Des milliers de civils syriens sont retournés samedi dans les ruines de la vieille ville de Homs, tentant de sauver le peu qui reste dans leurs maisons détruites par deux ans de combats féroces entre rebelles et soldats.

Ce retour a été rendu possible par la conclusion d'un accord inédit entre les belligérants au terme duquel près de 2000 rebelles exsangues ont été évacués du Vieux Homs assiégé et bombardé quasi-quotidiennement par les troupes du régime pendant plus de 24 mois.

L'armée, qui contrôlait déjà 80 % de la ville (centre), a pu entrer vendredi dans l'ex-bastion rebelle. Les insurgés ne contrôlent plus que le quartier de Waer à Homs, et des négociations pour leur retrait sont en cours.

Avec cette prise de la quasi-totalité de la troisième ville du pays en guerre, le régime se targue d'une «victoire» à l'approche de l'élection présidentielle controversée du 3 juin que le président Bachar al-Assad remportera sauf surprise.

La campagne électorale débute dimanche dans les seuls secteurs contrôlés par le régime, le scrutin étant qualifié de «farce» par l'opposition et ses alliés occidentaux.

Après la proclamation par le gouverneur Talal al-Barazi que le Vieux Homs est désormais «sûr et totalement libéré des hommes armés», des milliers de civils -hommes, femmes et enfants- y sont entrés pour inspecter ce qui reste de leurs logements ou commerces.

«Comme en Europe, on reconstruira»

À vélo ou à motos, certains emportaient ce qu'ils ont pu trouver comme vêtements et autres affaires, abandonnés lors de leur fuite il y a deux ans, selon une journaliste de l'AFP sur place.

«Mon mari a retrouvé notre maison détruite. Nous sommes revenus prendre nos affaires», affirme à l'AFP Rima Battah, 37 ans, en emportant cinq sacs.

Beaucoup d'habitants ont refusé de parler à la presse. «Laissez-moi tranquille», a lancé un homme au bord des larmes, en poussant une carriole avec des pièces de sa voiture endommagée.

Nawal al-Masri, 51 ans, a, elle, perdu son atelier de couture. «Tout est détruit, toutes les machines à coudre ont été volées, même le réfrigérateur et le générateur ont disparu», se lamente-t-elle. «Je n'ai retrouvé que mes ciseaux».
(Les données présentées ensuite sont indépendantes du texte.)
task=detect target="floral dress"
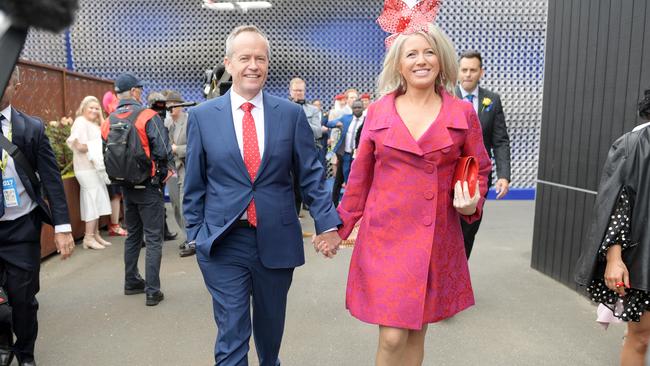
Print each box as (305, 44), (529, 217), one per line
(587, 188), (650, 322)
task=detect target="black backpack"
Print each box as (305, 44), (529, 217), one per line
(102, 108), (156, 186)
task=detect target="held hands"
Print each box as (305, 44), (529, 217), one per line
(54, 233), (74, 260)
(454, 181), (481, 216)
(494, 178), (510, 200)
(311, 230), (341, 258)
(604, 245), (630, 296)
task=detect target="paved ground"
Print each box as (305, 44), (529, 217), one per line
(31, 201), (624, 366)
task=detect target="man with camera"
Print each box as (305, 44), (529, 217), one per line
(102, 74), (173, 306)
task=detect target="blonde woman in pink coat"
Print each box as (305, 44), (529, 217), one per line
(315, 24), (491, 366)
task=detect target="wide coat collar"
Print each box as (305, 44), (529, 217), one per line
(367, 91), (468, 156)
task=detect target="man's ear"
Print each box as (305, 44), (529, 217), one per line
(223, 56), (232, 75)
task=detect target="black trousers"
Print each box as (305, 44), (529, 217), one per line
(0, 210), (42, 362)
(460, 177), (492, 259)
(124, 186), (165, 294)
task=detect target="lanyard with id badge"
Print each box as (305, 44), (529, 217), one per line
(0, 125), (20, 207)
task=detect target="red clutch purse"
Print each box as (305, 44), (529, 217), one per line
(453, 156), (478, 197)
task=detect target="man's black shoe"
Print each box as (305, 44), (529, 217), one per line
(124, 281), (144, 295)
(0, 348), (14, 366)
(146, 291), (165, 306)
(179, 241), (196, 257)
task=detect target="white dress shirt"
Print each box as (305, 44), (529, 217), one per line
(230, 88), (336, 232)
(459, 85), (479, 114)
(230, 89), (264, 159)
(0, 106), (72, 233)
(230, 89), (264, 220)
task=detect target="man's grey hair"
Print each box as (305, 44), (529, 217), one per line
(10, 65), (20, 85)
(226, 25), (271, 59)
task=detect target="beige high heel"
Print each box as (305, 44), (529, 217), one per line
(95, 232), (113, 247)
(82, 234), (106, 249)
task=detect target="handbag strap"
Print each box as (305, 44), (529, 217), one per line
(0, 133), (40, 190)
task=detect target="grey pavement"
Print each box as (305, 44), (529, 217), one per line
(36, 201), (624, 366)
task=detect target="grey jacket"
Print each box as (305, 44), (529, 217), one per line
(456, 86), (510, 181)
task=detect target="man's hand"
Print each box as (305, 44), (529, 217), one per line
(494, 178), (510, 200)
(163, 169), (174, 183)
(603, 244), (630, 296)
(54, 233), (74, 260)
(454, 181), (481, 216)
(311, 230), (341, 258)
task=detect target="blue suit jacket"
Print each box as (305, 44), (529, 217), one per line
(327, 114), (354, 154)
(0, 107), (70, 225)
(183, 92), (341, 268)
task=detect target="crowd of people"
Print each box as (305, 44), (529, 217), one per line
(0, 2), (650, 366)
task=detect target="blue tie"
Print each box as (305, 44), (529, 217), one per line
(0, 114), (6, 217)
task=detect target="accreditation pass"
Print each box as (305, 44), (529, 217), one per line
(2, 177), (20, 207)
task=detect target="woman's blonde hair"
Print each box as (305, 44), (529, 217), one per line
(377, 24), (458, 96)
(77, 95), (102, 124)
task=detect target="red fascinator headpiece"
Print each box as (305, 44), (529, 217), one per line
(377, 0), (442, 48)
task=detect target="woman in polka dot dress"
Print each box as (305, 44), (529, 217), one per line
(576, 90), (650, 365)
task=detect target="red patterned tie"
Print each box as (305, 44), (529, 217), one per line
(241, 102), (261, 226)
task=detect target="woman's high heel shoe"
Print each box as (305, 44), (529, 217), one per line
(82, 234), (106, 249)
(95, 233), (113, 247)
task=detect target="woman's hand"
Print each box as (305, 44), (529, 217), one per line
(454, 181), (481, 216)
(72, 139), (88, 153)
(604, 244), (630, 296)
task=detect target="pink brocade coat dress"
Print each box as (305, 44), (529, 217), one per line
(338, 92), (491, 329)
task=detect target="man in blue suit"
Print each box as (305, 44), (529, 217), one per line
(0, 68), (74, 366)
(327, 100), (365, 206)
(183, 26), (341, 366)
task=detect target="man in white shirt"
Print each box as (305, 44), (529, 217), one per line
(456, 51), (510, 259)
(0, 68), (74, 366)
(327, 100), (365, 206)
(183, 26), (341, 366)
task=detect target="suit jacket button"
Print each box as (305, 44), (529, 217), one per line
(422, 215), (433, 226)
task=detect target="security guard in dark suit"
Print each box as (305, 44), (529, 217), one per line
(456, 51), (510, 259)
(0, 69), (74, 366)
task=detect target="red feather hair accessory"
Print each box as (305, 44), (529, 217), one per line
(377, 0), (442, 48)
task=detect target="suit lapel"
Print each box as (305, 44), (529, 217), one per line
(215, 91), (250, 180)
(478, 87), (487, 127)
(257, 93), (282, 178)
(380, 93), (424, 156)
(11, 107), (40, 204)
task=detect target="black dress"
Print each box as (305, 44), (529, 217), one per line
(587, 188), (650, 322)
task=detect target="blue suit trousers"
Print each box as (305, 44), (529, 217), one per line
(196, 228), (293, 366)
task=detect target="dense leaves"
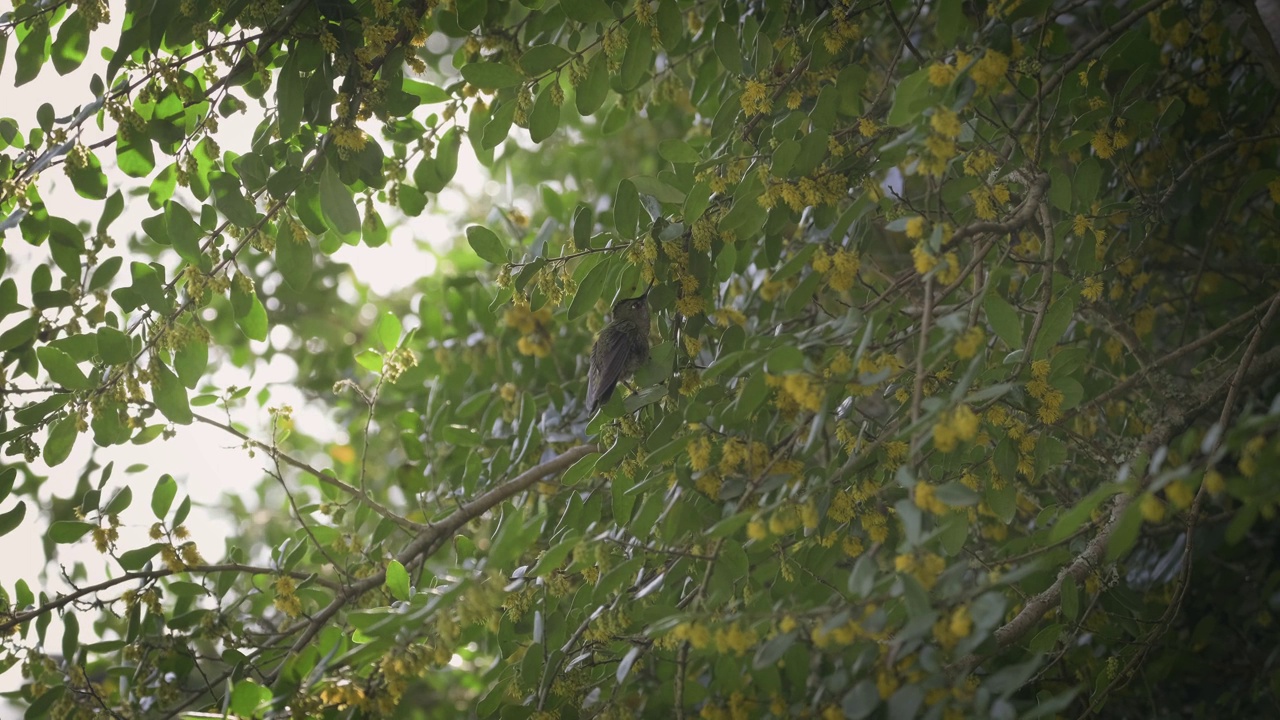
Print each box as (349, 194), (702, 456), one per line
(0, 0), (1280, 719)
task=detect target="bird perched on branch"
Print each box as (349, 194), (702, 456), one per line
(586, 283), (653, 414)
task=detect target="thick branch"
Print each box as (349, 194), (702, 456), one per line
(977, 347), (1280, 666)
(0, 562), (342, 635)
(271, 445), (603, 666)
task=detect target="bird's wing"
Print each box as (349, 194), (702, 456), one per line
(586, 338), (632, 413)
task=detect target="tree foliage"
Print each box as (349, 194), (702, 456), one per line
(0, 0), (1280, 719)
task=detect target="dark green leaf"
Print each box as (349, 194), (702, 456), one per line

Alors que la plupart des logements sont inhabitables, la Chambre de commerce de Homs a créé un «fonds de secours» de l'ordre de près de 600.000 dollars en vue de reconstruire le centre-ville, appelant des donateurs à y contribuer.

«S'il y a de bonnes intentions, le Vieux Homs sera reconstruit dans un an», lance Abou Rami Abaibo, un commerçant. «Comme au Vietnam, au Japon, en Europe, on reconstruira après la guerre. C'est comme s'il y avait eu un tremblement de terre et maintenant c'est fini».

Exode et eau coupée

Des images de la ville diffusées par la télévision d'État montrent des slogans peints sur les murs comme «A bas Bachar al-Assad» ou encore «les jours sont comptés, la fin approche».

C'est à Homs, surnommée «capitale de la révolution», qu'a été lancée l'insurrection armée après la répression du mouvement de contestation pacifique lancé en mars 2011 contre le régime.

Selon l'Observatoire syrien des droits de l'Homme (OSDH), les rebelles qui ont été évacués de mercredi à vendredi du Vieux Homs ont remis leurs armes lourdes et moyennes et emporté leurs armes légères.

La prise de la ville est cruciale, car elle relie Damas au littoral ouest, de même que le nord au sud du pays, ce qui facilite les déplacements des renforts militaires.

Le conflit entre rebelles et régime en Syrie a fait plus de 150 000 morts, 6,5 millions de déplacés et quelque 2,6 millions de réfugiés depuis mars 2011.

Il est néanmoins devenu plus complexe avec des combats entre groupes jihadistes rivaux venus de l'étranger pour aider les rebelles syriens à combattre le régime.

Dans la province de Deir Ezzor (est), plus de 100 000 civils ont fui leurs villages depuis le 30 avril en raison des combats entre le Front Al-Nosra, la branche syrienne d'Al-Qaïda, et l'État islamique en Irak et au Levant (EIIL) qui a poursuivi ses avancées en prenant samedi la cité industrielle à l'entrée nord.

Enfin à Alep (nord), l'eau est coupée depuis une semaine, le Front Al-Nosra ayant stoppé la principale station de pompage de la ville, selon l'OSDH. L'intention est de priver les quartiers prorégime, mais les coupures affectent également les quartiers rebelles.